A rice paddy in Cambodia
Rice fields are temporary man-made aquatic habitats. In most parts of the world they are planted and harvested once or twice a year and cover a range of irrigated, rainfed lowland, flood-prone, and up-land ecosystems. As many edible aquatic and semi-aquatic organisms have always been part of these ecosystems, the capture of wild fish, frogs, shrimps, clams, and snails in rice fields and irrigation channels has been an ancient practice in most Asian countries.
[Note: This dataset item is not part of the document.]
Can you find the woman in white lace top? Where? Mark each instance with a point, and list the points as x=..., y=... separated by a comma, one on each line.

Rice management and rice field habitats have changed remarkably these last hundred years. Farmers used to depend on tall, vigorously tillered traditional rice varieties. The introduction of high-yielding, semi-dwarf types, starting with the IR8 strain in 1962, and the following green revolution emphasized the intensive use of fertilizers and pesticides. Rice production increased substantially. For example, annual rice production in the Philippines increased from 3.7 to 7.7 million tonnes in two decades. However, this achievement was made at a cost to the environment. Fish and frog species, still abundant in Philippine rice fields in the 1960s, were hardly found anymore in the 1970s - mainly due to heavy pesticide use.
Drawing of a net used in Bangladesh to trap fish in a rice field
Fishing in rice fields
Catching fish from a rice field is done in different ways. In Bangladesh for instance, during the monsoon season flooded rice fields are fenced off with a net -- sometimes with a special net allowing fish to enter the rice field, preventing them from escaping. In the rice field there is a deeper area where the fish gather after the field itself dries completely, facilitating their capture.